The plasma and urine kinetics of flunixin-meglumin (FNX, 2 mg/kg, i.v.) in rabbits were examined. Unusual pharmacokinetic profiles were obtained, including high binding percentage with plasma protein (> 99%), a short elimination half-life (< 4 hr) and a relatively large Vd-area (0.5 L/kg). These profiles indicate that some active transport mechanisms are involved in FNX disposition. The recovery of FNX from urine was approximately 9 % of the dose within 24 hr following the injection. The estimated renal clearance of the unbound drug nearly corresponded to the renal blood flow rates, indicating that active tubular secretion in the renal re-absorptive tract may be involved in the disposition. The effect of a concomitant administration of pravastatin (PV) on FNX disposition was also examined. PV is a representative substrate of a transporter in human liver cells (OATP-2). After the PV administrations, the Vd-area of FNX and total body clearance markedly decreased, indicating that FNX is actively taken up and metabolized in liver cells by an OATP-2 like transporter. In conclusion, there are at least 2 active transport pathways for FNX pharmacokinetics in rabbits, one is renal tubular secretion and the other is in the sinusoidal section of the liver.
Hepatic effects of flunixin-meglumin in LPS-induced sepsis.[Pubmed:20030736]
Fundam Clin Pharmacol. 2010 Dec;24(6):759-69.

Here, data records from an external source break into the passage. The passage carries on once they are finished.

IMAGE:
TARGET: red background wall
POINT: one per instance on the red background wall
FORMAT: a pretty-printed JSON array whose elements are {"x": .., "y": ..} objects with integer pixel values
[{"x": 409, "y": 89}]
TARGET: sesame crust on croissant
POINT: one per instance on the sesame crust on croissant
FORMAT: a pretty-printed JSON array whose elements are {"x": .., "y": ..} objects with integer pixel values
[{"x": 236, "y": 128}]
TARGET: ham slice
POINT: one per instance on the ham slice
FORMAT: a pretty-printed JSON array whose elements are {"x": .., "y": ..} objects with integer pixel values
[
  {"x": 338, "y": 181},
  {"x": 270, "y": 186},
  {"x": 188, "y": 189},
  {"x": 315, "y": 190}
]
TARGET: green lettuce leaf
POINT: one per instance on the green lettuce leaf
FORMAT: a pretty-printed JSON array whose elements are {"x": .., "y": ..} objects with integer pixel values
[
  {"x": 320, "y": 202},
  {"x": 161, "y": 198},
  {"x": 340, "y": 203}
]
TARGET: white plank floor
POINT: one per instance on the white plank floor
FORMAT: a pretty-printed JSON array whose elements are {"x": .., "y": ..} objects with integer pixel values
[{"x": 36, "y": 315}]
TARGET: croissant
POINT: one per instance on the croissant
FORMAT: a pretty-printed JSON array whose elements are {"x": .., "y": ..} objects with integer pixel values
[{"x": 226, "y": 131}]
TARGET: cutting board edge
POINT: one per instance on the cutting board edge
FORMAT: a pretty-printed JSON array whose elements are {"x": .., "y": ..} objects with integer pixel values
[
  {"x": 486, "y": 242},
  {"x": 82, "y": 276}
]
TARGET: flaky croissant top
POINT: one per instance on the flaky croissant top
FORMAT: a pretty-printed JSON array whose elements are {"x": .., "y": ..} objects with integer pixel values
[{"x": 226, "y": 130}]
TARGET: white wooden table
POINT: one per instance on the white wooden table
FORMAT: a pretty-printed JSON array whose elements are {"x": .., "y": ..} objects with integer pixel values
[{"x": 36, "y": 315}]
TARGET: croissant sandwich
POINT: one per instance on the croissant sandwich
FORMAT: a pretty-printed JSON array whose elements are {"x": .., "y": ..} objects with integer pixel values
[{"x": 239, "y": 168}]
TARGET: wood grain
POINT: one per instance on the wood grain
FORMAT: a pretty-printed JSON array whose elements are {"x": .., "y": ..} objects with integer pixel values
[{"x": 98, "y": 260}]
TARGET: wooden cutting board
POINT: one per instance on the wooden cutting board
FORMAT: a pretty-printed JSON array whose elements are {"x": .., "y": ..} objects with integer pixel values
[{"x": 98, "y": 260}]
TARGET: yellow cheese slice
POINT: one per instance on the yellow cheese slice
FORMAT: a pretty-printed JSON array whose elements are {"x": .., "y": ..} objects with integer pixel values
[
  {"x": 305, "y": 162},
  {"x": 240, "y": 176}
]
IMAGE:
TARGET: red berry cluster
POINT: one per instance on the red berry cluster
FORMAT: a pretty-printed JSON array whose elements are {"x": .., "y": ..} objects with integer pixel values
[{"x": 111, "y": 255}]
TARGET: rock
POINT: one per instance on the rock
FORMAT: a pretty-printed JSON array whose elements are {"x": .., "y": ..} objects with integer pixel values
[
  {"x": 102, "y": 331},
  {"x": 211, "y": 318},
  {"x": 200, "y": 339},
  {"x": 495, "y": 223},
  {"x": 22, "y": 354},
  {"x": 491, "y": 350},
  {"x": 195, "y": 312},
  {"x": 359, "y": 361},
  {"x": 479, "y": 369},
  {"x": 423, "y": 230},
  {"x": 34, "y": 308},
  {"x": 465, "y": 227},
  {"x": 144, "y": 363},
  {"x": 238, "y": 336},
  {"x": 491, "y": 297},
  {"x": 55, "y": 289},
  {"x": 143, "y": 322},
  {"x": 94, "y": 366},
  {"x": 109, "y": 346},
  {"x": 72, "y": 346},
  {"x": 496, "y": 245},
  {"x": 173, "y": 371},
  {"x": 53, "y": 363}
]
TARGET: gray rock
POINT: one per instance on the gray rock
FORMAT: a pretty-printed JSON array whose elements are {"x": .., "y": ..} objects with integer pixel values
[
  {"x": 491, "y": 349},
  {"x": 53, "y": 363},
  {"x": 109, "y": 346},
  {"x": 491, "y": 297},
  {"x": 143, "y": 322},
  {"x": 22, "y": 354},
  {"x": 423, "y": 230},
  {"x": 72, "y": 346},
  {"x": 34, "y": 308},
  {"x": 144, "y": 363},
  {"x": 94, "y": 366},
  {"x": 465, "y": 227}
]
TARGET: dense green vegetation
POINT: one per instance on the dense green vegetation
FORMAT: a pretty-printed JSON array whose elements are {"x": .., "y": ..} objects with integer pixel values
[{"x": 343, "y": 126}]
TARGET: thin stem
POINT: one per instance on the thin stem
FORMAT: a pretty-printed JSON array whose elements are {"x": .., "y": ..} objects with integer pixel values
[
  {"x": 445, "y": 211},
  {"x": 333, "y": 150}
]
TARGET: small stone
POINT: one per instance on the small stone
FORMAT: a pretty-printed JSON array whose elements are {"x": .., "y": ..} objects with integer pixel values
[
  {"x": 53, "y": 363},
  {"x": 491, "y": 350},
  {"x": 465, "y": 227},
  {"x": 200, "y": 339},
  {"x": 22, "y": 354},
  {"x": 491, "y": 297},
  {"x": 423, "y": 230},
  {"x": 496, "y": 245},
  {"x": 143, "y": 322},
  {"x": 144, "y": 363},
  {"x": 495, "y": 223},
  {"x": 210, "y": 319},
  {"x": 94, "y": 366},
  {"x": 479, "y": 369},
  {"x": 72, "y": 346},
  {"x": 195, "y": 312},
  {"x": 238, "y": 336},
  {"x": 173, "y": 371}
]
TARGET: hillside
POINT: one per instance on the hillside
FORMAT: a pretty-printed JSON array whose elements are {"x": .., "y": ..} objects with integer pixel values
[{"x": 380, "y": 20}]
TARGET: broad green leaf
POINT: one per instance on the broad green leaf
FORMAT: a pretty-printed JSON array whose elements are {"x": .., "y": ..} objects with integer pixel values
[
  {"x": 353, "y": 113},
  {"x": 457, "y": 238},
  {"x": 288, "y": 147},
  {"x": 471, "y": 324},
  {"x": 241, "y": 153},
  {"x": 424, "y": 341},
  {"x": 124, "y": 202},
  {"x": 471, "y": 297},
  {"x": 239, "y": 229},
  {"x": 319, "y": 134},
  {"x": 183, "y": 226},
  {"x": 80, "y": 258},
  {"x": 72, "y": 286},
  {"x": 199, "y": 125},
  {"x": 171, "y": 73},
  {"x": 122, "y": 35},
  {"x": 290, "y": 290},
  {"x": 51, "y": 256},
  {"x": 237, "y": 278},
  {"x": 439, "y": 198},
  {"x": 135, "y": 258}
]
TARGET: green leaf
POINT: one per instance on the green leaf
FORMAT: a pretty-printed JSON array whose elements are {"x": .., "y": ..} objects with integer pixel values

The aim of this study was to evaluate the actions of the non-steroidal anti-inflammatory drug flunixin-meglumin (FM) on the changes caused by lipopolysaccharide (LPS)-induced sepsis in the rat liver. Eight groups of five adult male Wistar rats were analysed: (1) saline injected (controls), (2) FM treated with 1.1 mg/kg, (3) FM treated with 2.2 mg/kg, (4) LPS-injected (10 mg/kg), (5) LPS-injected with 1.1 mg/kg FM pretreatment, (6) LPS-injected with 2.2 mg/kg FM pretreatment, (7) LPS-injected with 1.1 mg/kg FM post-treatment and (8) LPS-injected with 2.2 mg/kg FM post-treatment. All drugs were intraperitoneally injected. The following parameters were evaluated: plasma levels of hepatic enzymes and urea, hepatic histological characteristics, antioxidant enzymes and several metabolic fluxes. The latter comprised gluconeogenesis, ureagenesis and oxygen consumption. Liver damage in LPS-induced sepsis was characterized by histological changes, increased plasma levels of alanine aminotransferase and aspartate aminotransferase (P < 0.001) and diminished gluconeogenesis (P < 0.001) and ureagenesis (P < 0.01). LPS also induced oxidative stress as evidenced by increased catalase (P < 0.05) and superoxide dismutase activities and enhanced lipid peroxidation (P < 0.001). Pretreatment of the animals with FM minimized the histological changes and normalized, in part, all enzymatic activities. Pretreatment of the animals with FM also normalized gluconeogenesis and partly restored ureagenesis (P < 0.05). These and other results show that LPS-induced sepsis may lead to severe liver damage, affecting both structure and function. Treatment with FM can be used to avoid this damage. The antioxidant properties of FM can be, partly at least, responsible for this protective action.